The new judge in this case uploaded a “(Proposed) Order and Judgment On Defendant’s Motion to Strike” on Tuesday of last week. As of today it is still “tentative” meaning that the ruling is not yet final, but if it does become final it is bad news for Ann Marie Gallant. From what I understand Ann Marie Gallant’s attorney appealed the proposed judgment from the Judge, naturally, so there is another hearing scheduled 90 days out because that’s how long the Judge has to change his mind or not change his mind.
Let’s get to the good stuff though, the proposed ruling, of course this can all be found on the Domain Web website, just type in case RG11590505. I did, however, create a PDF for your reference because the java viewer is really obnoxious. It’s only 11 pages long (well 10 because the last page is the signature page) and most of it is reciting facts that we all already know.
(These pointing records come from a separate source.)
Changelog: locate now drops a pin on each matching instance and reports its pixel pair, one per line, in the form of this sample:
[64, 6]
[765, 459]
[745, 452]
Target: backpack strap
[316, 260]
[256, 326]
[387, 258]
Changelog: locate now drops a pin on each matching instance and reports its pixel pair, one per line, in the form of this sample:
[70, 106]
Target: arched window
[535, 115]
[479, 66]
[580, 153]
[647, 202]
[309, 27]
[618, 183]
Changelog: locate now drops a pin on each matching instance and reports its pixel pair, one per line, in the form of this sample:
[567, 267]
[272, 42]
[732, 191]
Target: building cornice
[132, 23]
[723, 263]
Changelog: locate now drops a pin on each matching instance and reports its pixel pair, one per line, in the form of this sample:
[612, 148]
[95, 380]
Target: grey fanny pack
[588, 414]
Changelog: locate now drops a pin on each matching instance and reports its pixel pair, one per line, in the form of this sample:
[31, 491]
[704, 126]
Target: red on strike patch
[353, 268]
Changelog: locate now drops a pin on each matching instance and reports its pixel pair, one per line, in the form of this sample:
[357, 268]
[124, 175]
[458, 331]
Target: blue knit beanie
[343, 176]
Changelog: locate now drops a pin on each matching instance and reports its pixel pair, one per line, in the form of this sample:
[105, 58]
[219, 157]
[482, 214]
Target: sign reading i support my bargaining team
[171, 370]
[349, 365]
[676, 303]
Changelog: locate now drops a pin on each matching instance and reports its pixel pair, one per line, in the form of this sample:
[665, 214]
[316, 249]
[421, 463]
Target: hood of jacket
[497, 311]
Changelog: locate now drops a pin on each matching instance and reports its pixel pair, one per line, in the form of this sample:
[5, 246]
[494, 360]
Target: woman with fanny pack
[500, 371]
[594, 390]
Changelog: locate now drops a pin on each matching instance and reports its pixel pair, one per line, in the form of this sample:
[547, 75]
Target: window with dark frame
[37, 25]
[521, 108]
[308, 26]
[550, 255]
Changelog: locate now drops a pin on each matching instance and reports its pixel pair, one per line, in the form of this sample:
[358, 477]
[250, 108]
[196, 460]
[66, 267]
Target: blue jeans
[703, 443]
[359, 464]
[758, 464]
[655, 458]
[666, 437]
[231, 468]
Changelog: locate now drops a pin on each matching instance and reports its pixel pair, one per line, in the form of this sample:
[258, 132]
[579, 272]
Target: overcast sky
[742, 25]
Here’s the proposed judgment:
1. Plaintiff’s Complaint shall be dismissed in its entirety with prejudice;
2. Judgment shall be entered in favor of Defendant;
3. Pursuant 10 Code of Civil Procedure Section 42S. 16( c ), Defendant is entitled to recover from Plaintiff, and is hereby awarded, its attorneys’ fees and costs incurred in connection with this action. The amount of attorneys’ fees shall be determined upon the filing of a noticed motion pursuant to California Rule of Court 3.1702.
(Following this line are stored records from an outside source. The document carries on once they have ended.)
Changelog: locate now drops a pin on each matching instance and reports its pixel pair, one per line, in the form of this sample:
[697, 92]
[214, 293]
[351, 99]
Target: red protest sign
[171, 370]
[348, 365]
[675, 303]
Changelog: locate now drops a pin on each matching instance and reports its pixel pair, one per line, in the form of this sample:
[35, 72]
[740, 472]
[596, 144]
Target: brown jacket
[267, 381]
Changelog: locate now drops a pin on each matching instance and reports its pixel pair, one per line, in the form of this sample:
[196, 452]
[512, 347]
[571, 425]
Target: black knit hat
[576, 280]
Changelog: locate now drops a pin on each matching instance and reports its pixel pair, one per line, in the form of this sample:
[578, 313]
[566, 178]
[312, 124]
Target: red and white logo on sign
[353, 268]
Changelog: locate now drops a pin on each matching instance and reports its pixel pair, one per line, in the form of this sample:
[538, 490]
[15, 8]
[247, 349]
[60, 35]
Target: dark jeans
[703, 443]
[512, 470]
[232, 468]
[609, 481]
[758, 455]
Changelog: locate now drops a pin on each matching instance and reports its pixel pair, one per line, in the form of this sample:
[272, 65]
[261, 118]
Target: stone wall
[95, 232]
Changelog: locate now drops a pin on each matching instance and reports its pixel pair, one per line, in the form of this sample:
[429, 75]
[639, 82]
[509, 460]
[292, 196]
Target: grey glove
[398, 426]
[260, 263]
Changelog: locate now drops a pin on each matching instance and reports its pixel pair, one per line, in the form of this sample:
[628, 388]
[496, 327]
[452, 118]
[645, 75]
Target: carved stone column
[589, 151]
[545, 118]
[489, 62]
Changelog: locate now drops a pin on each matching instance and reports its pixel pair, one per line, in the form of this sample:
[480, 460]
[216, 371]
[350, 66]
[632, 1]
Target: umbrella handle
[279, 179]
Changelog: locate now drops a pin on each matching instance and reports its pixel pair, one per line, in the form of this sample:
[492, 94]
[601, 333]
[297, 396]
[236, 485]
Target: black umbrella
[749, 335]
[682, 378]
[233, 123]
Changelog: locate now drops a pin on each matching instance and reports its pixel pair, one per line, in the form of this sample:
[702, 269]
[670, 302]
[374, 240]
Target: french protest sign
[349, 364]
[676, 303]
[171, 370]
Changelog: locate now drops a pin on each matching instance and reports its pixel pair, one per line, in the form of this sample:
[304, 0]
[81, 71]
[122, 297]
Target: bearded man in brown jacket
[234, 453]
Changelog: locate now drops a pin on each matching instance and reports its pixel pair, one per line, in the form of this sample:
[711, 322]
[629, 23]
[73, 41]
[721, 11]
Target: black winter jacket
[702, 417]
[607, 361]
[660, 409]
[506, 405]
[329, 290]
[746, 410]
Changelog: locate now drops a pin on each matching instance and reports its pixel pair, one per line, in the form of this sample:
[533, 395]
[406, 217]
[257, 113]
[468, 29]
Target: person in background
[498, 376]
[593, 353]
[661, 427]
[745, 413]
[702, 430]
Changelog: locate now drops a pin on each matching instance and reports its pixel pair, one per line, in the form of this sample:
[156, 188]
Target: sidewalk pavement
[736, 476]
Essentially that means that everything that happened with David Kapler‘s case applies to Ann Marie Gallant’s case too. As a reminder the award to the City against David Kapler was legal fees in the amount of $260K. Plus whatever David Kapler had to pay his own attorney.
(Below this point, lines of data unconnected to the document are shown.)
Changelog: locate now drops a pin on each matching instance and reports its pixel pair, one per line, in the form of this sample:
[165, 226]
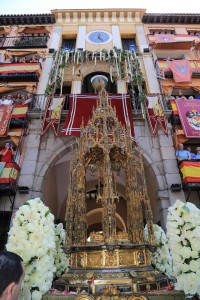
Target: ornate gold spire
[105, 147]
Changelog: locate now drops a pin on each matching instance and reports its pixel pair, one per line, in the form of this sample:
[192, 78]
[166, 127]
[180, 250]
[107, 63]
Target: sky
[45, 6]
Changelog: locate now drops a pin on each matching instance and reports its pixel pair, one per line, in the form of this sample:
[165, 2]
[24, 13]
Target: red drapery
[81, 106]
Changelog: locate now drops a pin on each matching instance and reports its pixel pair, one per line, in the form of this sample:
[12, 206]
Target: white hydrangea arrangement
[183, 231]
[161, 259]
[61, 261]
[32, 236]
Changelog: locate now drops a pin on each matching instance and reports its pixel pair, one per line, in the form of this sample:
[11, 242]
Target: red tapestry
[189, 113]
[5, 116]
[52, 115]
[156, 114]
[81, 107]
[181, 70]
[164, 38]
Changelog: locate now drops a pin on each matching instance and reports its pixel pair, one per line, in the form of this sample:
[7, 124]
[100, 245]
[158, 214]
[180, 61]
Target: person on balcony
[180, 96]
[192, 155]
[18, 99]
[8, 100]
[2, 59]
[22, 60]
[197, 156]
[34, 58]
[7, 153]
[182, 154]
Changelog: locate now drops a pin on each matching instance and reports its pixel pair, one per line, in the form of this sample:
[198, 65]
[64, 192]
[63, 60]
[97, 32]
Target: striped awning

Here are some other relevant passages, these have to do with Ann Marie Gallant’s claim that she was terminated rather than it expiring per her contract:
The Court concludes the Plaintiff’s employment contract was not terminated; rather, it expired in accordance with the terms of Section 2 thereof.
The “Section 2” is:
Section 2 of the contract provides the City with two options:
a. Automatic renewal in 90-day increments on completion the 24-month period; or
b. Non-renewal upon ninety days written notice.
More:
Plaintiff’s arguments to the contrary – all based on statements and actions she attributes to certain council members, and on her being placed on paid leave – are unavailing.
a. As to the various statements, etc., there is no dispute that none of them resulted in any official action other than possibly the decision to do what Defendant had the obvious legal right to do: decline to renew Plaintiff two-year interim contract.
b. As to the administrative leave, Defendant has proffered valid reasons why the task of recruiting and selecting a permanent City Manager should have been given to others, Plaintiff having done nothing about it for most of her interim tenure.
This next set has to do with Ann Marie Gallant’s claim that she was retaliated against for being a “whistleblower”:
11. As the Court has concluded that Plaintiff was not terminated by Defendant, the inquiry may end here.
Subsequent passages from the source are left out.